Ethical Hacking and Penetration Testing
Ethical hackers engage in sanctioned hacking—that is, hacking with permission from the system’s owner. In the world of ethical hacking, most tend to use the term pen tester, which is short for penetration tester. Pen testers do simply that: penetrate systems like a hacker, but for benign purposes.
As an ethical hacker and future test candidate you must become familiar with the lingo of the trade. Here are some of the terms you will encounter in pen testing:
Hack Value This term describes a target that may attract an above-average level of attention to an attacker. Presumably because this target is attractive, it has more value to an attacker because of what it may contain.
Target of Evaluation (TOE) A TOE is a system or resource that is being evaluated for vulnerabilities. A TOE would be specified in a contract with the client.
Attack This is the act of targeting and actively engaging a TOE.
Exploit This is a clearly defined way to breach the security of a system.

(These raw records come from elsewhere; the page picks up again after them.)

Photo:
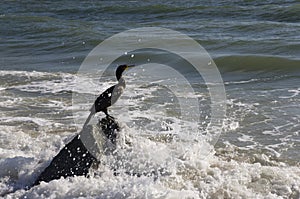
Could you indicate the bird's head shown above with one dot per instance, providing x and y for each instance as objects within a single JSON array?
[{"x": 121, "y": 69}]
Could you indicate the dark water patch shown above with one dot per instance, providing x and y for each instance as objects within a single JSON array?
[{"x": 257, "y": 63}]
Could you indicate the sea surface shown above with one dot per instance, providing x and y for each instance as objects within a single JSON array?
[{"x": 256, "y": 47}]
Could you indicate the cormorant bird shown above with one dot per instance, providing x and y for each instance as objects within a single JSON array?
[{"x": 110, "y": 95}]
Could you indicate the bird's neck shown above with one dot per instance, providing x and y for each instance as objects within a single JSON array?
[{"x": 122, "y": 82}]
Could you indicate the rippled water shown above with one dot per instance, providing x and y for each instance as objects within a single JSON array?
[{"x": 255, "y": 46}]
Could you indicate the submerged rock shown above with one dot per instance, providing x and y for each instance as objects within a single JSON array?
[{"x": 75, "y": 158}]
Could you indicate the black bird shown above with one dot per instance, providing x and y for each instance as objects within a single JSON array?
[{"x": 110, "y": 95}]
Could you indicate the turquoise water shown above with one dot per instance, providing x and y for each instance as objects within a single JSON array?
[{"x": 256, "y": 46}]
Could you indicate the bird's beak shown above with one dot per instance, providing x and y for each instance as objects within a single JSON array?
[{"x": 130, "y": 66}]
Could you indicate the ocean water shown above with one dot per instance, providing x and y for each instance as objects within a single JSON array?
[{"x": 256, "y": 46}]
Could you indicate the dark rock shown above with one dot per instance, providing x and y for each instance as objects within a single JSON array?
[{"x": 75, "y": 159}]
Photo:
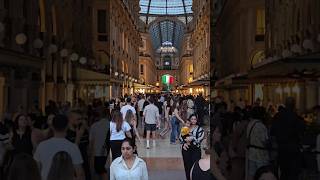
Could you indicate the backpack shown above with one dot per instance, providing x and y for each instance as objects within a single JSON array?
[{"x": 242, "y": 142}]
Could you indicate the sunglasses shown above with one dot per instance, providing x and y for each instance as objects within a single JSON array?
[{"x": 126, "y": 148}]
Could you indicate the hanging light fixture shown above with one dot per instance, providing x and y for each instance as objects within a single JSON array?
[
  {"x": 2, "y": 27},
  {"x": 308, "y": 44},
  {"x": 21, "y": 38},
  {"x": 53, "y": 48},
  {"x": 74, "y": 57},
  {"x": 64, "y": 53},
  {"x": 83, "y": 60}
]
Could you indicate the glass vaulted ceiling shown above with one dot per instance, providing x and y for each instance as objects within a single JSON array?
[
  {"x": 175, "y": 14},
  {"x": 167, "y": 33},
  {"x": 151, "y": 9}
]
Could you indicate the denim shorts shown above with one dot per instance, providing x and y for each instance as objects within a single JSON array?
[{"x": 253, "y": 166}]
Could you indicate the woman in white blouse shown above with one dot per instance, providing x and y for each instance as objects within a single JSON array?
[
  {"x": 128, "y": 166},
  {"x": 119, "y": 130}
]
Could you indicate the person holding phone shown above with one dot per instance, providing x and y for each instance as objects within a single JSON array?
[
  {"x": 152, "y": 121},
  {"x": 78, "y": 133}
]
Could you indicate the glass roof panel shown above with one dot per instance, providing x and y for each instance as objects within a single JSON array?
[
  {"x": 166, "y": 7},
  {"x": 166, "y": 29},
  {"x": 151, "y": 19},
  {"x": 167, "y": 32}
]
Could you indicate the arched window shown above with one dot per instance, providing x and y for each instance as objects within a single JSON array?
[
  {"x": 42, "y": 16},
  {"x": 54, "y": 20},
  {"x": 257, "y": 57}
]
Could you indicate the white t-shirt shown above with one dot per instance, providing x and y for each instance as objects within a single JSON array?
[
  {"x": 46, "y": 150},
  {"x": 125, "y": 108},
  {"x": 151, "y": 113},
  {"x": 114, "y": 135},
  {"x": 98, "y": 134},
  {"x": 120, "y": 171},
  {"x": 140, "y": 104}
]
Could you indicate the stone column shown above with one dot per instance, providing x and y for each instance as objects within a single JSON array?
[
  {"x": 302, "y": 97},
  {"x": 311, "y": 94},
  {"x": 69, "y": 93},
  {"x": 2, "y": 96}
]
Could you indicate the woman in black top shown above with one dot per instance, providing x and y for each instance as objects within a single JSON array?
[
  {"x": 191, "y": 145},
  {"x": 21, "y": 138},
  {"x": 201, "y": 168},
  {"x": 130, "y": 118}
]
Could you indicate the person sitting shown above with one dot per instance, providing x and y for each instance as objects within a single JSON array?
[
  {"x": 265, "y": 173},
  {"x": 128, "y": 165}
]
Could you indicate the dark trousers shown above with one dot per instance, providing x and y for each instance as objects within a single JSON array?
[
  {"x": 290, "y": 165},
  {"x": 190, "y": 156},
  {"x": 115, "y": 148}
]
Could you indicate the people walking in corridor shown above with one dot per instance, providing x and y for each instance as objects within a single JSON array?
[
  {"x": 175, "y": 122},
  {"x": 191, "y": 146},
  {"x": 152, "y": 121},
  {"x": 257, "y": 135},
  {"x": 128, "y": 166},
  {"x": 47, "y": 149},
  {"x": 126, "y": 107},
  {"x": 119, "y": 129},
  {"x": 288, "y": 129}
]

Zero Day This describes a threat or vulnerability that is unknown to developers and has not been addressed. It is considered a serious problem in many cases.
Security This is described as a state of well-being in an environment where only actions that are defined are allowed.
Threat This is considered to be a potential violation of security.
Vulnerability This is a weakness in a system that can be attacked and used as an entry point into an environment.
Daisy Chaining This is the act of performing several hacking attacks in sequence with each building on or acting on the results of the previous action.
As an ethical hacker, you will be expected to take on the role and use the mind-set and skills of an attacker to simulate a malicious attack. The idea is that ethical hackers understand both sides, the good and the bad, and use this knowledge to help their clients. By understanding both sides of the equation, you will be better prepared to defend yourself successfully. Some things to remember about being an ethical hacker are:
- You must have explicit permission in writing from the company being tested prior to starting any activity. Legally, the person or persons that must approve this activity or changes to the plan must be the owner of the company or their authorized representative. If the scope changes, update the contracts to reflect those changes before performing the new tasks.
- You will use the same tactics and strategies as malicious attackers.
- You have every potential to cause harm that a malicious attack will have and should always consider the effects of every action you carry out.
- You must have knowledge of the target and the weaknesses it possesses.
- You must have clearly defined rules of engagement prior to beginning your assigned job.
- You must never reveal any information pertaining to a client to anyone but the client.
- If the client asks you to stop a test, do so immediately.
- You must provide a report of your results and, if asked, a brief on any deficiencies found during a test.
- You may be asked to work with the client to fix any problems that you find.